Geçen sene Japon doktorlar, 69 yaşındaki bir hastanın "Öldüğümü düşünüyorum, sizin fikrinizi almak isterim" dediğini rapor etti. Doktoru, sözkonusu hastaya ölü bir insanın nasıl konuşabildiğini sorduğunda hasta durumunun mantıksız olduğunu anlamasına karşın, öldüğü düşüncesinden vazgeçmedi. Bir yıl sonra ölü olduğu yanılsaması geçmesine karşın bir zamanlar ölü olduğu düşüncesini koruyarak "Şu anda yaşıyorum. Fakat bir zamanlar ölüydüm" dedi.
"Organlarım çürük, kanım yok, kalbim atmıyor"
Aynı ülkede bu sefer 46 yaşındaki bir kadın doktorlara hiçbir şey yemediğini ve aylarca tuvalete gitmediğini ve yıllarca uyumadığını söyledi. Bütün organlarının çürüdüğünü, kanının olmadığını kalbine ve kan basıncına bakan doktorların onu aldattığını çünkü kalbinin atmadığını söyledi. 10 aylık bir tedaviden sonra zamanla durumu düzeldi.
"Öldüm, köpeğe dönüştüm"
2005 yılında İranlı doktorlar kendi tabirleriyle olağanüstü durumla karşılaştı.32 yaşındaki bir kişi ölü olduğunu söylemekle kalmayıp aynı zamanda bir köpeğe dönüştürüldüğünü söyleyerek hastaneye geldi. Eşinin de aynı kaderi paylaştığını, üç kızının da ölüp koyuna dönüştüğünü söyledi. Elektro şok tedavisi ile yanılsamalardan kurtuldu.

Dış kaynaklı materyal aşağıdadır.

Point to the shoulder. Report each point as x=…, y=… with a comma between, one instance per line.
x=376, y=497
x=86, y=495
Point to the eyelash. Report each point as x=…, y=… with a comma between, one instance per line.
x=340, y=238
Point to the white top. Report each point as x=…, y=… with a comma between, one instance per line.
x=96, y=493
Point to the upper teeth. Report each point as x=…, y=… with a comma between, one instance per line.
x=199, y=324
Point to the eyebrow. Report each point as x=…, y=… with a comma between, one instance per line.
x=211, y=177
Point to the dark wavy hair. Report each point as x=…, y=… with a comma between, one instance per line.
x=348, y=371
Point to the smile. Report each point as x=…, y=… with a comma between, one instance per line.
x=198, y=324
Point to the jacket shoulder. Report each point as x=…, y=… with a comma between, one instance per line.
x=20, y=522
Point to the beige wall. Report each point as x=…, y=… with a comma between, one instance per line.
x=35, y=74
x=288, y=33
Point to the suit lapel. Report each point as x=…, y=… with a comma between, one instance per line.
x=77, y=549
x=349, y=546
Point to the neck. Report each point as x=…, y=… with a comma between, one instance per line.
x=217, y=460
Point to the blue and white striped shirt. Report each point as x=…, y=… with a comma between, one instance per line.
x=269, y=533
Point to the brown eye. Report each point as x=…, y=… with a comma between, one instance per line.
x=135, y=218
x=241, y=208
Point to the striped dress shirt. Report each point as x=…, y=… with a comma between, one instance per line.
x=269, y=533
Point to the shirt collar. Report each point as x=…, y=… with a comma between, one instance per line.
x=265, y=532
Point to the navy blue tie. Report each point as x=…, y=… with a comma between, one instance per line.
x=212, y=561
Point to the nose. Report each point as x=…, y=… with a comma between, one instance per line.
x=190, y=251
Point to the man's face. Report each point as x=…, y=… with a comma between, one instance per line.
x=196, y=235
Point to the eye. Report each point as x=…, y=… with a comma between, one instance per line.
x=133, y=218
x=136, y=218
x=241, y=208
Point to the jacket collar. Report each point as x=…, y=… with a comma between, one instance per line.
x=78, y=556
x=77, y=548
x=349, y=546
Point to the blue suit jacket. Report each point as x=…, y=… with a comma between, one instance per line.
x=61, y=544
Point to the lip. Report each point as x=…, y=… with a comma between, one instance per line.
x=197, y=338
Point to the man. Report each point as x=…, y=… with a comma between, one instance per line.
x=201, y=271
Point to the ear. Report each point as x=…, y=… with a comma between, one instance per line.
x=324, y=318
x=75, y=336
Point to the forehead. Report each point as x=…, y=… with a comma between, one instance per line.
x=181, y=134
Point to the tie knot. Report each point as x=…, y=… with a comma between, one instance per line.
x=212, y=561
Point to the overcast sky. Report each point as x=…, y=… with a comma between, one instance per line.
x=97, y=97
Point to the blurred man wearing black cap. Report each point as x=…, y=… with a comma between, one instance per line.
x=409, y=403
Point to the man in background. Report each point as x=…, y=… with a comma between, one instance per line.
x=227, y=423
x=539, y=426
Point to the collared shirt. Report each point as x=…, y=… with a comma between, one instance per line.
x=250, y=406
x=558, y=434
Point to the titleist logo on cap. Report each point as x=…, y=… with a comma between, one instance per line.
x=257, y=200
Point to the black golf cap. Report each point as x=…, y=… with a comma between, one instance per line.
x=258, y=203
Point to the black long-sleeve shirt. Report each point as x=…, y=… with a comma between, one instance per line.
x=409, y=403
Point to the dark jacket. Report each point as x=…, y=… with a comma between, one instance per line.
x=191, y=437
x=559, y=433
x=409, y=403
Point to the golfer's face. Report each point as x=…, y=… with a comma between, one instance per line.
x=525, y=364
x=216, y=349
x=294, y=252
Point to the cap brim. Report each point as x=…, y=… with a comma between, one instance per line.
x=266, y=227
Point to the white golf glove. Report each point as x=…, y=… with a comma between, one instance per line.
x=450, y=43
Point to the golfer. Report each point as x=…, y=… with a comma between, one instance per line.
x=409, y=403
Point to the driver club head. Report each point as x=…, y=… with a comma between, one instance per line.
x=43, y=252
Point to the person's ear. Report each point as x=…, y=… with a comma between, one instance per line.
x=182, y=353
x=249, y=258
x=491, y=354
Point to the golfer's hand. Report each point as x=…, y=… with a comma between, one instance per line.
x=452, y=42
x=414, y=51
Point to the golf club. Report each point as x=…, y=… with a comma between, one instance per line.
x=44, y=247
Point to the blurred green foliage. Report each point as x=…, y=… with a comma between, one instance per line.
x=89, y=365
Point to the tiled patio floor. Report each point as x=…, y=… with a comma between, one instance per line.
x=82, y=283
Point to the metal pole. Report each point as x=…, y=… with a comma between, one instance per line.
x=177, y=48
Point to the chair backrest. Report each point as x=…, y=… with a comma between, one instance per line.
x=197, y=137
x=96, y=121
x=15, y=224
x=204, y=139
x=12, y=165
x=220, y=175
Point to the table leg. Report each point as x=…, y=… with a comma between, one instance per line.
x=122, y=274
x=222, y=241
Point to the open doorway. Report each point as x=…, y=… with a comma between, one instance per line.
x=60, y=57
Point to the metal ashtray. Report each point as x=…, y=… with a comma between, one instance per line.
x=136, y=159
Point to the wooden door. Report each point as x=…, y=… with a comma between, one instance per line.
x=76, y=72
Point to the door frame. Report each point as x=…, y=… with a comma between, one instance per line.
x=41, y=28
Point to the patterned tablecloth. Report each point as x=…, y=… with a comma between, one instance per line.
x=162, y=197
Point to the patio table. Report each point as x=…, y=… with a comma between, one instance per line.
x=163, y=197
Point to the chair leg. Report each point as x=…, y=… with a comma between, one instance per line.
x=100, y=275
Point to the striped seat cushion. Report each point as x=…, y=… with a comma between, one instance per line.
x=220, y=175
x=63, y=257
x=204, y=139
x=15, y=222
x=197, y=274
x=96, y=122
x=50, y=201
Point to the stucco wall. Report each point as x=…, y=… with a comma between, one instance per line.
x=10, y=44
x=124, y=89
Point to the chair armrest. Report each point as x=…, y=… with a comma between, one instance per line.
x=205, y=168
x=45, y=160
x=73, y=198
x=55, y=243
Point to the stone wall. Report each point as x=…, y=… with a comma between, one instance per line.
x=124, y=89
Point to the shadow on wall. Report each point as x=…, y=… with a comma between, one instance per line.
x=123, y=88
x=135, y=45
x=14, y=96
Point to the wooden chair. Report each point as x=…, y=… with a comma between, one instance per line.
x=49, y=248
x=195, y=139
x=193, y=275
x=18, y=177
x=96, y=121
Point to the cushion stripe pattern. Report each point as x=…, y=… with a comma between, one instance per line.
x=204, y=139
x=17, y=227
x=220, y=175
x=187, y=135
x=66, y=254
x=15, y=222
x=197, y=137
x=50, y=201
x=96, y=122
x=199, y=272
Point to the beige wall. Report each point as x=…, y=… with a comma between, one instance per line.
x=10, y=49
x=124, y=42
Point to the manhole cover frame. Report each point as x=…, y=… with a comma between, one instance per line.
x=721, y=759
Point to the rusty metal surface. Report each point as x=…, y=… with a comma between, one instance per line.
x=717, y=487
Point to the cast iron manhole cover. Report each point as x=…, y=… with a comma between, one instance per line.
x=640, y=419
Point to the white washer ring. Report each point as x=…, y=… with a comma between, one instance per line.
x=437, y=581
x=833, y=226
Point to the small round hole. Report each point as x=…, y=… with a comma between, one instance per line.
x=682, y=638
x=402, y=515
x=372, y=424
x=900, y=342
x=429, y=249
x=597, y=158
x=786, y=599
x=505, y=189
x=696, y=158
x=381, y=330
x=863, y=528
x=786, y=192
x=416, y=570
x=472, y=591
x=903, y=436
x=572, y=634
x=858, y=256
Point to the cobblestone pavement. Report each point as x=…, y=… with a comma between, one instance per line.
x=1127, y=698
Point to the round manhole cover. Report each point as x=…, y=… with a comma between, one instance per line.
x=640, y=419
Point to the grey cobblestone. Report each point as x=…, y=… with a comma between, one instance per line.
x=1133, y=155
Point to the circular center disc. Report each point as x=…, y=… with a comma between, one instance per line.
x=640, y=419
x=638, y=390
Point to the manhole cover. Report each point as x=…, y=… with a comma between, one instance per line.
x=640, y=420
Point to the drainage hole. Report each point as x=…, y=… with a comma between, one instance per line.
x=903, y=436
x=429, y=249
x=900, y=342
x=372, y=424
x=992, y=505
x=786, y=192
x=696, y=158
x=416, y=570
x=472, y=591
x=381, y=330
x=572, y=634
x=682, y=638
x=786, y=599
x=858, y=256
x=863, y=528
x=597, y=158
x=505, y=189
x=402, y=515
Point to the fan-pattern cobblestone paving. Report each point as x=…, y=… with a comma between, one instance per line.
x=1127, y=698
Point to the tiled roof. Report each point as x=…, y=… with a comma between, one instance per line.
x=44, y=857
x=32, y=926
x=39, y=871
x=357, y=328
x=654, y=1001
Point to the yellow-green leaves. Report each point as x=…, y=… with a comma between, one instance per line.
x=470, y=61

"Kafatasımın içinde beynim yok"
Yunanlı psikiyatristler 2003'te kafatasının içinde beyninin olmadığına inanan bir insanla karşılaştı. Bu kişi önce yaşamasının hiçbir anlamı olmadığına inanarak intihar girişiminde bulunmuş ve sonrasında tedavi edilmeden işine dönmüş. Bir süre sonra bu kez zihinsiz doğduğunu iddia etmiş yani kafasının içinde bir beyin bulunmadığını söylemiş. Tedaviden aylar sonra iyileşme göstermiş.
ORTAYA ÇIKIŞ YAŞI 52
Berrios GE ve Luque R'un (1995) "Cotard's Syndrome: Analysis of 100 Cases" (Cotard Sendromu: 100 Vakanın Analizi) adlı çalışması ortalama başlangıç yaşını 52 olarak tespit ediyor. Vakalar Cotard sendromunun birçok psikiyatrik ve organik hastalıkla birlikte olabileceğini gösteriyor. En çok ünipolar, bipolar depresyon ve psikotik bozukluklarda ortaya çıkıyor.